Le prix d'une platine vinyle est très aléatoire et peut varier de 50 à plusieurs centaines (voire milliers) d'euros pour du matériel neuf. Attention tout de même avec les références bas de gamme, notamment au niveau de la tête de lecture. Une aiguille de mauvaise qualité vous contraindra à racheter vos vinyles détériorés - et même si la platine ne vous a pas coûté cher, le calcul peut vite jouer en votre défaveur. Ensuite, le choix entre une platine moyenne gamme (150 à 300€) et une platine vinyle haut de gamme dépend de votre exigence et du matériel audio en votre possession. Inutile de choisir une platine de luxe si votre système audio n'est pas adapté - vous ne constaterez pas de réelle différence. Enfin, vous pouvez également vous rendre sur le marché de l’occasion pour dénicher une platine vinyle de qualité à bas prix - mais encore une fois, n’oubliez pas de constater l’état de la cellule avant de faire tourner votre premier disque vinyle sur le plateau.  




Vous l’avez constaté au travers de cet article, faire le choix de sa platine vinyle mérite conseils et réflexion. Recherchez vous une qualité de son irréprochable ou une platine simple d’utilisation, possédez vous un matériel audio adapté, souhaitez vous combiner le support analogique avec du matériel informatique ? Il vous faudra éclaircir toutes ces interrogations avant d’opter pour un modèle adapté à vos attentes. Et si vous souhaitez obtenir l’avis d’un professionnel, sachez que vous pouvez trouver le disquaire indépendant le plus proche de votre domicile en passant par le record store locator

mardi 3 avril 2012

Le disque vinyle, la star du Disquaire Day 2012

À l’occasion du Disquaire Day le 21 avril 2012, artistes, disquaires indépendants et public amateur se mobilisent autour du disque vinyle.


Le Disquaire Day, ou la fête des disquaires indépendants, a été initié en France comme un clin d’oeil au Record Store Day qui rassemble les différents acteurs de la musique autour du vinyle le temps d’une journée festive aux USA et en Angleterre. Le 21 avril, le disque vinyle sera donc à l’ordre du jour sur le territoire français et réunira musiciens et disquaires (retrouvez votre disquaire indépendant sur le record store locator) dans une dynamique commune pour la deuxième année consécutive.
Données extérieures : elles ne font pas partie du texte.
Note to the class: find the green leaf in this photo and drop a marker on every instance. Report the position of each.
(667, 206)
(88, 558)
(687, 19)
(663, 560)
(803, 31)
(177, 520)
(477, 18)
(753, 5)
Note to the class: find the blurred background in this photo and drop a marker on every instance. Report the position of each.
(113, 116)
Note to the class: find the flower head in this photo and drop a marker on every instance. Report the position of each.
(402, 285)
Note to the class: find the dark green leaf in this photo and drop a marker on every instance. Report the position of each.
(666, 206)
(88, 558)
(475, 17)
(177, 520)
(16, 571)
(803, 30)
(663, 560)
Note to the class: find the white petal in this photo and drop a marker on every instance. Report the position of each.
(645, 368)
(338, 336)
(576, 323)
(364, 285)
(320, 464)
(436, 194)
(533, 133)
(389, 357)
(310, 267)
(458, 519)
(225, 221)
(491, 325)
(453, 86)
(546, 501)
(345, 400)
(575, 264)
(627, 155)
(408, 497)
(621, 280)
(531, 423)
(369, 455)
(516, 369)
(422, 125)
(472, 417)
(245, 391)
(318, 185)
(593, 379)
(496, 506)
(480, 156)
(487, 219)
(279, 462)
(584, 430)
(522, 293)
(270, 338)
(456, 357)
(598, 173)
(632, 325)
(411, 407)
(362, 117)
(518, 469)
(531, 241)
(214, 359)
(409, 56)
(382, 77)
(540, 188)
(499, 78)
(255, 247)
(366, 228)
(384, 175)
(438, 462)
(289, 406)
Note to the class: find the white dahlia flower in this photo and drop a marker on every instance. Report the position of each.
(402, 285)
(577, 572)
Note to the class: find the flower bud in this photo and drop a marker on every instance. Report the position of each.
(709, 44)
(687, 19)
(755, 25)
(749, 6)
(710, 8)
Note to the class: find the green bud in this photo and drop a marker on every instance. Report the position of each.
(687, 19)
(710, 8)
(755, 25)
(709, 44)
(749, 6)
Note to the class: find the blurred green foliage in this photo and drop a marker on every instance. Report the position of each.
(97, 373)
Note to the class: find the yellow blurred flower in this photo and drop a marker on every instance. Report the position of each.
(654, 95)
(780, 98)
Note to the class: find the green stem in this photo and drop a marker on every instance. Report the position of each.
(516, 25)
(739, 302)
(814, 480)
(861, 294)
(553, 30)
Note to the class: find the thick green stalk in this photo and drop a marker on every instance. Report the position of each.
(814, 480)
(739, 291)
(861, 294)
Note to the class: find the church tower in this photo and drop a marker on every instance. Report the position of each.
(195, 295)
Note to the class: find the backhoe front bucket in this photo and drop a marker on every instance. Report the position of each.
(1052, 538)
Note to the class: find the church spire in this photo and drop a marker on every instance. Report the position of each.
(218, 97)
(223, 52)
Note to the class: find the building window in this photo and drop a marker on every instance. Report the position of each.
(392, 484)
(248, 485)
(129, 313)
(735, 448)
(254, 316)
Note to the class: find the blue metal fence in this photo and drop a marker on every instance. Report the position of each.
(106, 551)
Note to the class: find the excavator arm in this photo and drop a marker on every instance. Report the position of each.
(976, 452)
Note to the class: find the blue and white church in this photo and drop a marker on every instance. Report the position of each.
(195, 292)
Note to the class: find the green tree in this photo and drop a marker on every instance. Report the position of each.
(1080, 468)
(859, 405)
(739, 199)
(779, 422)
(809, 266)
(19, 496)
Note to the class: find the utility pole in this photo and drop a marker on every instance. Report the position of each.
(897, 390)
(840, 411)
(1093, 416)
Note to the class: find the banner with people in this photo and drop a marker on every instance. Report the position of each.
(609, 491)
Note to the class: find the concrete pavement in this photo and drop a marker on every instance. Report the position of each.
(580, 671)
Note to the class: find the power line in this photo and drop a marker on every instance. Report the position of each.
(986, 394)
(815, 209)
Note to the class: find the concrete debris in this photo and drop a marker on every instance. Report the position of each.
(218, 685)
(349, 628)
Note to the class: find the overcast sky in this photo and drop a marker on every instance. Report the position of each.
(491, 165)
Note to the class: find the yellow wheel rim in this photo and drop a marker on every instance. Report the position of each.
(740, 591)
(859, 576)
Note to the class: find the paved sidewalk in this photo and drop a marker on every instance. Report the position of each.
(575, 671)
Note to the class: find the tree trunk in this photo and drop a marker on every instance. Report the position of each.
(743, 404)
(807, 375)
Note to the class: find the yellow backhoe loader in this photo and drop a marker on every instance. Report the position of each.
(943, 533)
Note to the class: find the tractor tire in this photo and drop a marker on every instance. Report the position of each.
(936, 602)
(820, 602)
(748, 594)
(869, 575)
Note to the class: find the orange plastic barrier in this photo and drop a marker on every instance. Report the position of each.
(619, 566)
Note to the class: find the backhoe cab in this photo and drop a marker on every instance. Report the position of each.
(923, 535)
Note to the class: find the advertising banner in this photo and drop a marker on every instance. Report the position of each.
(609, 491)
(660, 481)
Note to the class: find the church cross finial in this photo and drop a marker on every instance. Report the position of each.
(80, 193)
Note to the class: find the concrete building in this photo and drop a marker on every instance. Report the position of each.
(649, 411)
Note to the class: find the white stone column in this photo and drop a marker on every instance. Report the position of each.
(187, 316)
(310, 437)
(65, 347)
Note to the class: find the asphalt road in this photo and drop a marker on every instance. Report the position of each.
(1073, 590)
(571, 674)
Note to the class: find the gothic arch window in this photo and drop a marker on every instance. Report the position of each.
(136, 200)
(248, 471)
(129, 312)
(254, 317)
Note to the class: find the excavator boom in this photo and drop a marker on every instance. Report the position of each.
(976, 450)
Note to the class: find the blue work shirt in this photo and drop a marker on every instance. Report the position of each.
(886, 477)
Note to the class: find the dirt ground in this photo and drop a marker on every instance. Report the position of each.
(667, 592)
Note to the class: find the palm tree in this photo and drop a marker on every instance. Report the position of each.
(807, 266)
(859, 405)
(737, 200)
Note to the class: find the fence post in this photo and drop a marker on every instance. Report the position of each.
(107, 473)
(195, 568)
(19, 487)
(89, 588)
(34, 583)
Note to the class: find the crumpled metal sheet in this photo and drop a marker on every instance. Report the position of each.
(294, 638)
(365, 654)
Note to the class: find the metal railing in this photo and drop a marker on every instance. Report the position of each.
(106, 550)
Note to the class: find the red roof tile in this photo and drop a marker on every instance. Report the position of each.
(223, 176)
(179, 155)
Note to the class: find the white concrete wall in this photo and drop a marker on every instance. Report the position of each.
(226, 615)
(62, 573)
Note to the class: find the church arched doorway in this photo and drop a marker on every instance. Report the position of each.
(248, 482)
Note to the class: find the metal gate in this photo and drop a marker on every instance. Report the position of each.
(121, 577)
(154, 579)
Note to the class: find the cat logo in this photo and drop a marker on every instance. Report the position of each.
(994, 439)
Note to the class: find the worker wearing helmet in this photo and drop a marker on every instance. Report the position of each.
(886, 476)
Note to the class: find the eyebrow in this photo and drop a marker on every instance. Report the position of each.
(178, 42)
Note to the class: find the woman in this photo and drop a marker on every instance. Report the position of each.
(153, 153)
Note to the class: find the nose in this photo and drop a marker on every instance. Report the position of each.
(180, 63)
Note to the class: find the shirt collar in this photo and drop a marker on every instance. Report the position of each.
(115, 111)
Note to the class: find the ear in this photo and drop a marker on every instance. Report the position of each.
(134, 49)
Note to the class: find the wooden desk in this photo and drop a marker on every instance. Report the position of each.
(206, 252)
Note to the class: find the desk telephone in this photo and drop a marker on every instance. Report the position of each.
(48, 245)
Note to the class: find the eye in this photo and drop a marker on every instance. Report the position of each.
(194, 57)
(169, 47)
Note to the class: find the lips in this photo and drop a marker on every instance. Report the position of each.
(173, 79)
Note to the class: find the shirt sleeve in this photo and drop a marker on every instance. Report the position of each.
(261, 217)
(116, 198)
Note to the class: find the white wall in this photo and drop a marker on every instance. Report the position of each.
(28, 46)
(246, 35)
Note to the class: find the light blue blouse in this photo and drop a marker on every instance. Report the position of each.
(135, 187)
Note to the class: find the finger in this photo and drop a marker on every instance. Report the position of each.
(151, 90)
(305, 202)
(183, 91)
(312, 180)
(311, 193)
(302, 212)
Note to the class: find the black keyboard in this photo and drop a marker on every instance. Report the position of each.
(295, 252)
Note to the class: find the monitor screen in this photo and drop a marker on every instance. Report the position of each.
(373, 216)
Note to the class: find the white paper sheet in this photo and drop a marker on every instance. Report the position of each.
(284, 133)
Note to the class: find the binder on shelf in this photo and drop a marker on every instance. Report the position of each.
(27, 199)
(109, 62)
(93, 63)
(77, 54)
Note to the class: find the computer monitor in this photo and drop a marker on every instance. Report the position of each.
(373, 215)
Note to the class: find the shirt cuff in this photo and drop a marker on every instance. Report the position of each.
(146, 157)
Et pour marquer le coup, les artistes les plus célèbres éditeront des séries limitées de disques vinyles le jour du Disquaire Day. D’Arcade Fire (maxi 45T à 300 exemplaires) à Bob Dylan (quatre 45T à 500 exemplaires) en passant par Bowie (picture disc 45T à 150 exemplaires) ou Moby, plusieurs centaines d’artistes seront représentés dans une version inédite sur la plus retournée des galettes. Collectionneurs d’un support analogique en plein regain d’intérêt ou fans d’un groupe ou d’un chanteur en particulier, ils seront nombreux à se rendre dans les différents points de vente pour avoir le privilège de dégoter le vinyle rare qui manque encore à l’appel.

De plus, de nombreuses représentations auront lieu chez les disquaires indépendants et dans toutes les régions de France : de quoi imaginer profusion de concerts intimistes qui ne seront pas pour déplaire aux amateurs de bonne musique et d’authenticité. Cet évènement qui prend de l’ampleur d’une année sur l’autre prouve le bon état de santé du disque vinyle et montre qu’ils sont encore beaucoup à parier sur un support qu’on annonçait en déperdition. Le papy de la musique fait de la résistance !

vendredi 30 mars 2012

Une solution pour presser un disque vinyle chez-soi : le VinylRecorder T560

Pariant sur le retour en force du support analogique, deux allemands de Stuttgart ont conçu une machine avec laquelle il est possible de presser un disque vinyle à domicile.



Le disque vinyle refait son apparition dans les rayons musicaux, il semble trouver son public parmi les nostalgiques, les collectionneurs ou les DJ’s, mais il convainc même de nouveaux amateurs en quête de sensations sonores. Et si un vrai breton soutiendra toujours que faire ses propres galettes à la maison c’est un plaisir qui n’a pas de prix, cette affirmation pourrait aussi bien provenir des dires des DJ’s et autres amateurs de scratch au moment d’évoquer le VinylRecorder T560, le nouvel outil permettant de presser un disque vinyle depuis chez soi.

En démonstration en mars dernier au festival SXSW à Austin-Texas, la machine d’Ulrich et Fritz Sourisseau a convaincu les férus du vinyle. Capable de presser des 33 tours, des 45 tours comme des 78 tours, le VinylRecorder T560 permet également d’éditer des disques en couleurs tout en préservant l’indispensable : un son “à part” d’une qualité irréprochable et indissociable du produit comme du support.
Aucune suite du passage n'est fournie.